In 1975, I was one of many youngish photographers to be excited and to an extent influenced by the work shown in an exhibition at George Eastman House curated by William Jenkins called “New Topographics: Photographs of a Man-Altered Landscape.” Not that I went to Rochester, but I read the reports in the US magazines, looked at books and catalogues, and at pictures which did come over to exhibitions here, and even went and did a workshop with one of the photographers included, Lewis Balz. (The full listing of those included: Robert Adams, Lewis Baltz, Bernd and Hilla Becher, Joe Deal, Frank Gohlke, Nicholas Nixon, John Schott, Stephen Shore, and Henry Wessel Jr.)
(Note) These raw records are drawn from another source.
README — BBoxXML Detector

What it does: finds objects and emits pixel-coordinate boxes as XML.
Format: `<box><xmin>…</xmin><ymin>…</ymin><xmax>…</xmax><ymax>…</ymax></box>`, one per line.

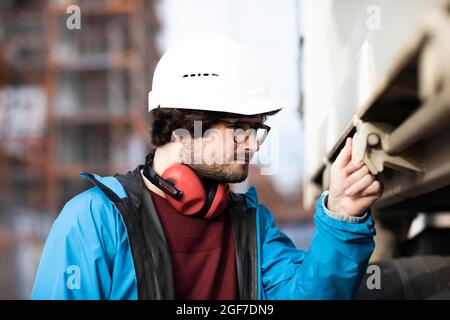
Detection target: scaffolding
<box><xmin>0</xmin><ymin>0</ymin><xmax>160</xmax><ymax>298</ymax></box>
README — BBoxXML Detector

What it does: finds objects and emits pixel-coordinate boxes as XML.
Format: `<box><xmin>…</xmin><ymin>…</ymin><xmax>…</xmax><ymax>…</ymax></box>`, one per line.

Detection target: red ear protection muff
<box><xmin>142</xmin><ymin>150</ymin><xmax>229</xmax><ymax>219</ymax></box>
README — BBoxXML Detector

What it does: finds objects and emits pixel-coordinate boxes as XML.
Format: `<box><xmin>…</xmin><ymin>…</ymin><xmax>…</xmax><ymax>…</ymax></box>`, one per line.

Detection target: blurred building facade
<box><xmin>0</xmin><ymin>0</ymin><xmax>160</xmax><ymax>299</ymax></box>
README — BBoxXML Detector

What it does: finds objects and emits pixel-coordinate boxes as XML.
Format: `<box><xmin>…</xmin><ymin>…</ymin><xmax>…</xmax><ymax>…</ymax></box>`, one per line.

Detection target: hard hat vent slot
<box><xmin>182</xmin><ymin>73</ymin><xmax>219</xmax><ymax>78</ymax></box>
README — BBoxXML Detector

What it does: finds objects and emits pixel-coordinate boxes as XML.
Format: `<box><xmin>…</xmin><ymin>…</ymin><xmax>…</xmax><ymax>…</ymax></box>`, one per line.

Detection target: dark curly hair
<box><xmin>149</xmin><ymin>108</ymin><xmax>279</xmax><ymax>147</ymax></box>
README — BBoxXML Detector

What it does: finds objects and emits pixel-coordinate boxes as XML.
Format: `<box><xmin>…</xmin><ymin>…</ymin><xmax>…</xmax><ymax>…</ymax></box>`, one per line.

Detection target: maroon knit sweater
<box><xmin>149</xmin><ymin>190</ymin><xmax>238</xmax><ymax>300</ymax></box>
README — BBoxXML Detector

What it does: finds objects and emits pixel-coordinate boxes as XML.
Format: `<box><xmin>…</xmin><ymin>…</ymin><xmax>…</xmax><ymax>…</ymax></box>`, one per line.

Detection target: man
<box><xmin>32</xmin><ymin>34</ymin><xmax>381</xmax><ymax>300</ymax></box>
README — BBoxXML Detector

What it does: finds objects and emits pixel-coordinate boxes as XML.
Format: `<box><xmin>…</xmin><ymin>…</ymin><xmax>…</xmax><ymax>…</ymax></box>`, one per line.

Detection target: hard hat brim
<box><xmin>148</xmin><ymin>90</ymin><xmax>283</xmax><ymax>116</ymax></box>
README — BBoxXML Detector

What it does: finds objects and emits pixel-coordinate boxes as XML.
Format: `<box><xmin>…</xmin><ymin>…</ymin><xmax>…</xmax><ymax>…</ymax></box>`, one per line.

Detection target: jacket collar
<box><xmin>113</xmin><ymin>165</ymin><xmax>146</xmax><ymax>210</ymax></box>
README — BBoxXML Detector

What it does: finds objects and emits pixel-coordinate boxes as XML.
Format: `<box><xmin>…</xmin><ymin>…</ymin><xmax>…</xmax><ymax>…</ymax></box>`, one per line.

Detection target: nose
<box><xmin>245</xmin><ymin>132</ymin><xmax>259</xmax><ymax>153</ymax></box>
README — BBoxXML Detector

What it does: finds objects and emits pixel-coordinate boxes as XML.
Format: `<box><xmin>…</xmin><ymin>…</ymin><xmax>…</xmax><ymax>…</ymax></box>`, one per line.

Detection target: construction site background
<box><xmin>0</xmin><ymin>0</ymin><xmax>310</xmax><ymax>299</ymax></box>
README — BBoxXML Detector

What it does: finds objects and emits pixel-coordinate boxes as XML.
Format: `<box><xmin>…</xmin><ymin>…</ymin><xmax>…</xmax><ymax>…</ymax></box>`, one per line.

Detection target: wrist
<box><xmin>322</xmin><ymin>192</ymin><xmax>369</xmax><ymax>223</ymax></box>
<box><xmin>326</xmin><ymin>195</ymin><xmax>342</xmax><ymax>214</ymax></box>
<box><xmin>326</xmin><ymin>194</ymin><xmax>364</xmax><ymax>217</ymax></box>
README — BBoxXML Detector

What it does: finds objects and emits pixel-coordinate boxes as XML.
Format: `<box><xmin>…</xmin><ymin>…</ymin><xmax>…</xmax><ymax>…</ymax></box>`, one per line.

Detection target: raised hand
<box><xmin>327</xmin><ymin>137</ymin><xmax>383</xmax><ymax>217</ymax></box>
I think you can see a certain influence in some of the work I’ve done since then, particularly on the urban landscape, a genre central to the show.  Without it I don’t think I would have set up the Urban Landscape web site, or produced many of the images on it – such as this of the DLR at Blackwall:

Blackwall © 1984 Peter Marshall
DLR Blackwall, 1994, Peter Marshall

The NPR article on the show, with a slide show of a dozen images that is worth viewing at full screen – for once you really do get larger images, not just fuzzier ones, is surely quite wrong to state that the paradigm shift this show produced “was imperceptible at the time.”  To photographers such as myself it was as imperceptible as a thunderbolt.

The reason for the feature is that a new version of this show, new version of this seminal exhibition, organized by  George Eastman House with the Center for Creative Photography at the University of Arizona opens at GEH on Saturday, June 13 and runs until Sunday, September 27, 2009. As well as 100 works from the 1975 show, it also has “some 30 prints and books by other relevant artists to provide additional historical and contemporary context.”
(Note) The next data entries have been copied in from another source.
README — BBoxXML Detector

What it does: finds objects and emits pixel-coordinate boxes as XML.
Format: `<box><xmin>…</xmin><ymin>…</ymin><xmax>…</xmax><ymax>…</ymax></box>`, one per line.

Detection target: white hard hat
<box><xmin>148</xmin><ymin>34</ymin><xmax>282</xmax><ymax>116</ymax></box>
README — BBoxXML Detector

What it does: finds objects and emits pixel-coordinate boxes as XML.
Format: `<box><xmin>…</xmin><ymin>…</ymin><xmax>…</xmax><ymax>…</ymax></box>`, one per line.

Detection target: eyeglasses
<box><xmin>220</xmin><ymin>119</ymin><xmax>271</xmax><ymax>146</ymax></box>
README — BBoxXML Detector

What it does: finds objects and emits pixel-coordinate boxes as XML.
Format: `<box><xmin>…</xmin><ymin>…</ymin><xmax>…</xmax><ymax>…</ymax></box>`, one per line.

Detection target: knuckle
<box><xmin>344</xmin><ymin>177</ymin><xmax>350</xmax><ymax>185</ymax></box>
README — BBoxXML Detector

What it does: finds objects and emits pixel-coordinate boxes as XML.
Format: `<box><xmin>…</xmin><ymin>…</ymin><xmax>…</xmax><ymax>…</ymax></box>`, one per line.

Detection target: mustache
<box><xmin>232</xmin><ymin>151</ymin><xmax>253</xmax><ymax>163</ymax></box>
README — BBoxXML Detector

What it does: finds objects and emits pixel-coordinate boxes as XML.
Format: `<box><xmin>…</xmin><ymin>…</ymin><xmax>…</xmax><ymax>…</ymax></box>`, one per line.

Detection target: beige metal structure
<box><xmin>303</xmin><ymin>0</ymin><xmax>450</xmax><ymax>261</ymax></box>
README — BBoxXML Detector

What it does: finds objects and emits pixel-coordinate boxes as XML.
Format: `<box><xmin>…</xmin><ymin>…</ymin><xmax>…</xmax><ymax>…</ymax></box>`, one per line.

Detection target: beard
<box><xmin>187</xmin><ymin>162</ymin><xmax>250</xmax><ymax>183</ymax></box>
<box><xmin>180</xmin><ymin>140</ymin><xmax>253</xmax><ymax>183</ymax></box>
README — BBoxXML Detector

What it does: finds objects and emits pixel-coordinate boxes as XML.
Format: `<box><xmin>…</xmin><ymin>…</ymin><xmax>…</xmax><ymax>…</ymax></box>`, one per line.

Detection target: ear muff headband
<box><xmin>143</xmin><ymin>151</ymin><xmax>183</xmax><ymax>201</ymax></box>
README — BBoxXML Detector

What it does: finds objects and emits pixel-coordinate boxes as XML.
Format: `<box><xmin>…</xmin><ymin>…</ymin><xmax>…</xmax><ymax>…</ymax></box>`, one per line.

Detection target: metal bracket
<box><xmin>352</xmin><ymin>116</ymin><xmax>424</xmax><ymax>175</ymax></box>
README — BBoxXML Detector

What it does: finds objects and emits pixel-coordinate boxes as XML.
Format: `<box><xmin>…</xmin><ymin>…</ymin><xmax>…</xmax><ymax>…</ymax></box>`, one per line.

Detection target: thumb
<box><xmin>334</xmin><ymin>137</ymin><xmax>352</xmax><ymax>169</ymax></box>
After Rochester the show will travel to eight international venues.

  • Los Angeles County Museum of Art (Oct. 25, 2009–Jan. 3, 2010);
  • Center for Creative Photography (Feb. 19–May 16, 2010);
  • San Francisco Museum of Modern Art (July 17–Oct. 3, 2010);
  • Landesgalerie Linz, Austria (Nov. 10, 2010–Jan. 9, 2011),
  • Photographische Sammlung Stiftung Kultur, Cologne (Jan. 27–April 3, 2011);
  • Jeu de Paume, Paris (April 11–June 12, 2011);
  • Nederlands Fotomuseum Rotterdam, the Netherlands (July 2–Sept. 11, 2011);
  • Bilbao Fine Arts Museum, Bilbao (November 2011–January 2012).

Like me you may well be devastated but hardly surprised that no venue in the UK is on this list. After all it is a major photography show, so you can’t expect the Photographers’ Gallery or the Hayward or the Barbican to take much interest.

4 Responses to “New Topographics Revived – No UK Show”

  1. ChrisL says:

    Or Bradford :-(

  2. I think Paris is easier for me to get to than Bradford, but yes!

  3. Roy says:

    Unbelievable! – no UK showing for a this ‘redux’ of a show that undoubtedly influenced a significant number of photographers over here – myself included.

    I first came across the work of the original contributors through the pages of Creative Camera; the idea that you could use photography in the ways they did changed my outlook on the medium forever.

    Having made one hectic day trip to Paris this year I’m glad that I’ve got a two year gap before the next one though…

  4. I had a very nice week in Paris last November and saw around 40 shows as well as Paris Photo – so that was pretty hectic. Such a different atmosphere photographically.